Senior ML Inference Engineer - Platform

GM•Sunnyvale, CA

1d•$128,700 - $261,300•Remote

About The Position

The Model Deployment & Inference Solutions team in GM AV deploys machine learning models from training frameworks (e.g., PyTorch) onto autonomous vehicle hardware. This role is within the Platform pillar, responsible for the unified ML deployment platform that automates the process from a trained model to inference on the vehicle.

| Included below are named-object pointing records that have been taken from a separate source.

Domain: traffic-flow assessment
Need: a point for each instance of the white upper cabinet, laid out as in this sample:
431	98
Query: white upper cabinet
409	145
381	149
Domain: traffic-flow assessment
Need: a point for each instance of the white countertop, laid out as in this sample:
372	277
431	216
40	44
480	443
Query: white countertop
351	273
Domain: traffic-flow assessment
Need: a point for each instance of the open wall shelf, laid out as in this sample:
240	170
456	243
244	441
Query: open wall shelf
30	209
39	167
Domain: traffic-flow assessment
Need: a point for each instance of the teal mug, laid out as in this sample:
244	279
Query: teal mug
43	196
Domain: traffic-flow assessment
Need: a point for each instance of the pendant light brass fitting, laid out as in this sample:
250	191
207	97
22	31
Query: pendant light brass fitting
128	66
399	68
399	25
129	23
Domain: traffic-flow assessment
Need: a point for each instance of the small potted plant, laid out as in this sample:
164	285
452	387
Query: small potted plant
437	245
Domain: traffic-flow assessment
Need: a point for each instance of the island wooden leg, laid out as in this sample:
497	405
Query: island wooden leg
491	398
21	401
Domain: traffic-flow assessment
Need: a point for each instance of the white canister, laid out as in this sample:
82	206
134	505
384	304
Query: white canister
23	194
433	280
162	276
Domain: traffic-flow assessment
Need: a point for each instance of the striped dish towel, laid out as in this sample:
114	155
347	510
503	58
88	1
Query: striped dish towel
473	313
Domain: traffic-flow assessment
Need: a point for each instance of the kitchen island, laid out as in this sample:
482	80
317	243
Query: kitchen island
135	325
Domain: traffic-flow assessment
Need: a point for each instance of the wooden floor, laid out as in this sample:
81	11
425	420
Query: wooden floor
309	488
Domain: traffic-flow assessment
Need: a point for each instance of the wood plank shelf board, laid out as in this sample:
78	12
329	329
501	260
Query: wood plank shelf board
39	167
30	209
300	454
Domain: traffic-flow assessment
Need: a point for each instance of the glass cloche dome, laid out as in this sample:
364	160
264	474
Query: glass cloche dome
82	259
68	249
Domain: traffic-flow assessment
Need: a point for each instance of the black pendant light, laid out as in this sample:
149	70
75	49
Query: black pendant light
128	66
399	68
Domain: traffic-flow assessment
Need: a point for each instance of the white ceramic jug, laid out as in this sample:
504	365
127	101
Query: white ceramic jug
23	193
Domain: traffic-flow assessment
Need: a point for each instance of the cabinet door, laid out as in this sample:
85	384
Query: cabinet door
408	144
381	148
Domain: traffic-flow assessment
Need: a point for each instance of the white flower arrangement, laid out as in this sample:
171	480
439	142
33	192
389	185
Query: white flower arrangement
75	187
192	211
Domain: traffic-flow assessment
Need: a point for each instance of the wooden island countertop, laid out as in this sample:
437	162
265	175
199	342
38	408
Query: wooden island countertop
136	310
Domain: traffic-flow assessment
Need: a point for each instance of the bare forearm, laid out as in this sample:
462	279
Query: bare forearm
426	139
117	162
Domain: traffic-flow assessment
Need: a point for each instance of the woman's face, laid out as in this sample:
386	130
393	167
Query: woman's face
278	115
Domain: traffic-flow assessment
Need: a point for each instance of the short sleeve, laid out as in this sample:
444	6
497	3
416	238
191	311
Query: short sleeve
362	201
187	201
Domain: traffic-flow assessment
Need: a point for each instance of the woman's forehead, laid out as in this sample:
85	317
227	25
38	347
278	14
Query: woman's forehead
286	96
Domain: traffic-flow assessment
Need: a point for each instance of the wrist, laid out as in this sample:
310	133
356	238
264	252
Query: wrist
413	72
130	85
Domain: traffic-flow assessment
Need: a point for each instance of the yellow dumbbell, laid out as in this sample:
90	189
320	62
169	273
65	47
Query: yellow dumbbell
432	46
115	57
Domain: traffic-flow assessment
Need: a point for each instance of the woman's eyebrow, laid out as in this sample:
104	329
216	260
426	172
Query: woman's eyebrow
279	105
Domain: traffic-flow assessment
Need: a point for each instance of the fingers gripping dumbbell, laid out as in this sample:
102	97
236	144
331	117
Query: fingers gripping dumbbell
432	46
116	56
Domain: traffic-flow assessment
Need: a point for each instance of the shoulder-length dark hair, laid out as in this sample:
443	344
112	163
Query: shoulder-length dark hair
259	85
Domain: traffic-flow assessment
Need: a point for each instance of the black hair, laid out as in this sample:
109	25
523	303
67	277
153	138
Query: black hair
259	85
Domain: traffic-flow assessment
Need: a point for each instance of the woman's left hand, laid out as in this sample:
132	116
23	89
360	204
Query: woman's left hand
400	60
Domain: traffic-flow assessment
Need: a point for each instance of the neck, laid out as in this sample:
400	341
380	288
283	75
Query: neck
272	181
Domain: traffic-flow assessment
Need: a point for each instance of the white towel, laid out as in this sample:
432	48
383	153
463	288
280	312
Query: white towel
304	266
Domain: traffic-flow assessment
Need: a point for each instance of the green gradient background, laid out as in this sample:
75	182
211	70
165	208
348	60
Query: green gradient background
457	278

It also includes the developer-experience and agentic-tooling layer that makes deployment self-serve for all ML model development teams at GM. This work is critical for GM's autonomous driving launch in 2028.

Requirements

BS, MS, or PhD in Computer Science or a related technical field.
3+ years of relevant industry experience.
Strong fundamentals and excellent coding ability in Python.
Experience building or operating production platform or infrastructure systems where reliability, observability, and extensibility matter.
Experience with ML model deployment, inference integration, model optimization workflows, or model serving infrastructure, with at least one prior context where you owned the path from a trained model to a running inference workload.
Experience using coding agents (Cursor, Claude Code, GitHub Copilot, or equivalent) as part of your engineering workflow.
Experience designing clean, well-tested software with clear interfaces and good abstractions.
Strong cross-team collaboration skills.

Nice To Haves

Experience building agentic or LLM-powered developer tooling.
Experience with ML or workflow orchestration frameworks (Airflow, Temporal, Flyte, Ray, Kubeflow, or equivalent).
Familiarity with the NVIDIA GPU stack at the integration level (CUDA-aware Python, TensorRT, Triton inference server, torch.compile, ONNX).
Experience with inference-serving frameworks (Triton, TorchServe, Ray Serve, vLLM) or edge-deployment toolchains.
Experience with low-latency or real-time systems.
Experience in autonomous vehicles, robotics, or other safety-critical ML deployment domains.
Open-source contributions to PyTorch, Ray, Airflow, Temporal, vLLM, TensorRT, or related projects.
3+ years of relevant industry experience.

Responsibilities

Design, build, and operate the ML deployment platform that automates the path from trained model to on-vehicle inference.
Drive cross-organization model deployments to the autonomous vehicle stack, partnering with model development teams to take high-value models from training to production on-vehicle.
Build agentic tools that diagnose and fix deployment-blocking issues, automating workflows currently performed manually by engineers.
Build the developer experience that ML model development teams use day to day: tooling, dashboards, automation, and observability.
Drive shift-left validation that surfaces deployment risk (compile, runtime, parity, latency) early in the model development cycle.
Build platform tools that integrate the work of our sister teams (kernels, compiler, reduced precision and parity) so their optimization wins land directly in the deployment workflow.
Partner with the team's Performance pillar and model development teams across the AV organization.